If you have a strong portfolio with dividend income rolling in every few months, you can put yourself in a great position to retire early. Not only can the dividend income pad your returns and help your portfolio grow in value over the years, but it can also lessen your financial need to have other sources of income. Plus, if the companies you've invested in over the years increase their dividend payments, you'll also be collecting more recurring income, making it that much easier to retire early.

A couple of dividend stocks with impressive track records for making regular dividend payments include Medtronic (MDT 4.05%) and Enbridge (ENB 0.64%).
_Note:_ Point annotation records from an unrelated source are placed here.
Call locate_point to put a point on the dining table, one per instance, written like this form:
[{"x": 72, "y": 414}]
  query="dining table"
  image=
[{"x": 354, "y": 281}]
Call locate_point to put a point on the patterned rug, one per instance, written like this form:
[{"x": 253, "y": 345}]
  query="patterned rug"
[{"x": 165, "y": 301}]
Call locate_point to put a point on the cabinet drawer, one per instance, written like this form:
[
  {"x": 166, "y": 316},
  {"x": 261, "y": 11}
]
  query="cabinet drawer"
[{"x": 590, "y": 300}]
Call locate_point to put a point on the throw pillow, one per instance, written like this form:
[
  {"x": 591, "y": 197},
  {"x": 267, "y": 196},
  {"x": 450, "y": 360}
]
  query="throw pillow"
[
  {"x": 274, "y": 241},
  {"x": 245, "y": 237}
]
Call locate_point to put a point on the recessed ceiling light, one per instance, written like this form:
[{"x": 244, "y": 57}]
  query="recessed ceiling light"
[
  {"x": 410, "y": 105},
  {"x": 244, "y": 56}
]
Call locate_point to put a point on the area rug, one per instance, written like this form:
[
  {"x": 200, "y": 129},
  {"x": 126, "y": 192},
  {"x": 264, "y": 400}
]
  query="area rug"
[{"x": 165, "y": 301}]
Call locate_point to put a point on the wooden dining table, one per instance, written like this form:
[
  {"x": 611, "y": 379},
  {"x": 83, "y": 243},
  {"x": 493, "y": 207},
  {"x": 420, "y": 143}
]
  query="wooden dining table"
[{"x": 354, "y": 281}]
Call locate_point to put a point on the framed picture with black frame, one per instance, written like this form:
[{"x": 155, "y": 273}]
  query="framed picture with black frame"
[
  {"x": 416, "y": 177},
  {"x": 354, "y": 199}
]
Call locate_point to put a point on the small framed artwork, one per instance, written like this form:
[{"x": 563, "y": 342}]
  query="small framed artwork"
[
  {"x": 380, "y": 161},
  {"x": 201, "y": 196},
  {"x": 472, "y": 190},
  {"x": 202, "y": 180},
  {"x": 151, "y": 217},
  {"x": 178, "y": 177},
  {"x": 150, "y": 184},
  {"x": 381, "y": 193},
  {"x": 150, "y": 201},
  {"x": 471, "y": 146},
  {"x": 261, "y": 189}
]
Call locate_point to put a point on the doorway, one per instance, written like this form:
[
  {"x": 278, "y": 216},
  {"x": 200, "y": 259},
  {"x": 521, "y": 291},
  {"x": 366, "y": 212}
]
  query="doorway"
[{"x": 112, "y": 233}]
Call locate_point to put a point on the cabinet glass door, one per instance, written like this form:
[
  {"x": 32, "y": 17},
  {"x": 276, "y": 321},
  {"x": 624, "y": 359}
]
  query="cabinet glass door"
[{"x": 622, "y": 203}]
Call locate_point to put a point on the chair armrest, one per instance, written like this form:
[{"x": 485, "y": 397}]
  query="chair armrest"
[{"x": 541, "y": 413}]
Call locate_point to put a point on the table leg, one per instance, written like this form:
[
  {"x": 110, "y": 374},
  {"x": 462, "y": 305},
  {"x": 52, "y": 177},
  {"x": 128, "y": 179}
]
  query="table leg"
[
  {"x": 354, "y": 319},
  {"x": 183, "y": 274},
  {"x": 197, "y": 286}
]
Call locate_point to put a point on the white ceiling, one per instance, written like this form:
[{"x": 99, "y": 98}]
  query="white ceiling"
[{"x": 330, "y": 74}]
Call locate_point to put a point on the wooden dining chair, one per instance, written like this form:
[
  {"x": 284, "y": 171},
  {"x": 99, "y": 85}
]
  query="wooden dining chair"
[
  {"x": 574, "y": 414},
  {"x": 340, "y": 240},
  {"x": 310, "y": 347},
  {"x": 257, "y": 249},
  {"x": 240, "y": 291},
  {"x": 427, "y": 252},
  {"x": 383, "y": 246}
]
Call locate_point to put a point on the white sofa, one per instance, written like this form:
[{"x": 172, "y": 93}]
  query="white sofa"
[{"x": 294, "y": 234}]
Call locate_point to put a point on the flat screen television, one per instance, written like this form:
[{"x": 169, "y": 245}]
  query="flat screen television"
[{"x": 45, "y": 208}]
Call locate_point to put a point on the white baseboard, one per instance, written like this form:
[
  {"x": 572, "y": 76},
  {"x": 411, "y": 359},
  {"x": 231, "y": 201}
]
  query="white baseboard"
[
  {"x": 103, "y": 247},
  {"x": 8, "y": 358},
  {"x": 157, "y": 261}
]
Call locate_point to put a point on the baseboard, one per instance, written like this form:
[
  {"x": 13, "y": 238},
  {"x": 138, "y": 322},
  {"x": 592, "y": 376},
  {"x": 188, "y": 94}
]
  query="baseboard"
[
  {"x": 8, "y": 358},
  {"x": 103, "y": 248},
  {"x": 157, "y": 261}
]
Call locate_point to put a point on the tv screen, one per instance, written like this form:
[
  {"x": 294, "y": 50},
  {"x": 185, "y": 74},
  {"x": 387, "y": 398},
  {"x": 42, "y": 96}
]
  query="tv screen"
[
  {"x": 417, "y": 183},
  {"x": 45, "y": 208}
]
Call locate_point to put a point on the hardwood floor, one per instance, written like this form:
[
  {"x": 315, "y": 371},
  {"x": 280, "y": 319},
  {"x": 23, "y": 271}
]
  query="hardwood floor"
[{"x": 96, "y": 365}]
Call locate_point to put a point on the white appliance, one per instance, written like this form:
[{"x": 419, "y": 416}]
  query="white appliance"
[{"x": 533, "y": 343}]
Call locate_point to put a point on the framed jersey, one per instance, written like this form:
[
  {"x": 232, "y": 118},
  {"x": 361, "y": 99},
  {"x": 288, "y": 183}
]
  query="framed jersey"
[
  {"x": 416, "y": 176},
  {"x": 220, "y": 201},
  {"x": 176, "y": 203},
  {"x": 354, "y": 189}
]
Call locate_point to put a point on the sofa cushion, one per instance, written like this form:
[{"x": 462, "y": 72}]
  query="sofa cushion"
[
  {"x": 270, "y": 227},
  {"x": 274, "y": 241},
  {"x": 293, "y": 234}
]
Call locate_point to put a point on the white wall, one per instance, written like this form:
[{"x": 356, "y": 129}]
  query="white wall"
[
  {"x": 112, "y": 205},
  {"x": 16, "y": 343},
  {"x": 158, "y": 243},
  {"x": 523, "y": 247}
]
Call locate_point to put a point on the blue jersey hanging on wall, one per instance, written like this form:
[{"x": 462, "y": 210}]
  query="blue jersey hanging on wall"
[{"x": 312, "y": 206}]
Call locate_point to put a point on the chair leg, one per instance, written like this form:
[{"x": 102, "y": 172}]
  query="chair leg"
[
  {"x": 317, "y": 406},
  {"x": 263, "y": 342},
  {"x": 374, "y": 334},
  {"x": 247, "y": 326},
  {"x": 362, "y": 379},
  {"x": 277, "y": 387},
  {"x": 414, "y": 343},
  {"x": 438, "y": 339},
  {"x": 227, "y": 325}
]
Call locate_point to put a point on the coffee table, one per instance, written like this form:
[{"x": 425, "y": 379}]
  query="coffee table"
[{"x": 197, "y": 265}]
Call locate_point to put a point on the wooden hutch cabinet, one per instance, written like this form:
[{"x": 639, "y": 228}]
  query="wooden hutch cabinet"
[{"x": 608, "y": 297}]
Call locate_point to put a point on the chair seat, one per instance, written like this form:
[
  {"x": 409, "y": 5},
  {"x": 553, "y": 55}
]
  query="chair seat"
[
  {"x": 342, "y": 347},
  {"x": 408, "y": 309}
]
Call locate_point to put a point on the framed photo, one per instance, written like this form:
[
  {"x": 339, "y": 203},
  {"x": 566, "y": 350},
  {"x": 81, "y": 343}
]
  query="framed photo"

These stocks can be pillars to build your portfolio around and are investments that can help you retire early.

1. Medtronic

Medical-device maker Medtronic didn't have a strong year in 2022 because it's still facing supply chain issues. As a result, its numbers aren't as great as they otherwise would be. For the three-month period ended Oct. 28, the company's sales of $7.6 billion were down 3% year over year due to foreign currency transactions and weaker demand than expected, which it says reflects a "slower supply recovery."

But the good news for long-term investors is that Medtronic is likely to recover from this, and the recent bearishness has made the stock a better buy -- it's trading at just 15 times future earnings based on analyst estimates. The average stock on the S&P 500 trades at a multiple of nearly 19 times its future profits. 

Medtronic stock is down 25% year to date, helping push its yield up to 3.5%. And management isn't to worried about the business, announcing an 8% increase to the dividend earlier this month, marking the 45th consecutive year that Medtronic has raised its dividend.

Although the company's payout ratio of 81% may appear high, investors should remember that Medtronic's business remains in recovery mode, and as demand improves, so too will its bottom line. With devices that help patients around the world with more than 70 different medical conditions, Medtronic is a well-diversified healthcare company to invest in for the long haul.

2. Enbridge

Enbridge is a pipeline company that helps connect the oil and gas industry. While there is a strong push in the world to transition to renewable energy, the demand for oil will persist for decades. And Enbridge is a business that benefits from long-term contracts, which can add significant stability for investors.

In 2020, for example, with low demand due to the outbreak of the coronavirus pandemic, the company still posted a profit of nearly 3 billion Canadian dollars ($2.2 billion). Although that was a decline of 44% from the previous year, it still demonstrated strong resiliency, and that's what can make this an ideal investment to hang on to for the long term. Over the trailing 12 months, Enbridge's earnings have improved significantly and have totaled CA$5.5 billion.

In 2022, shares of Enbridge have been relatively stable and are up about 1%. Those returns were greater earlier in the year when the price of oil was higher. But even as commodity prices have softened, Enbridge remains a stable buy.

Its 6.6% yield makes this an attractive dividend stock to own, and the company announced a 3.2% increase to its payout in December. That's the 28th consecutive year that Enbridge has raised its dividend. Investors may be turned off by its payout ratio, which sits well above 100% of earnings. However, because of high depreciation costs, that can be a misleading figure.

Many companies in the industry rely on distributable cash flow (DCF) to determine their ability to pay dividends. It adjusts earnings for items such as maintenance capital, finance costs, and other items. And in terms of DCF, Enbridge says it payout ratio remains within its target range of 60% to 70%.

While Enbridge's dividend may look high, it is sustainable. Buying the stock now could be an excellent decision for investors. Enbridge is trading at less than 18 times its future earnings and is a safe investment option to buy and hold.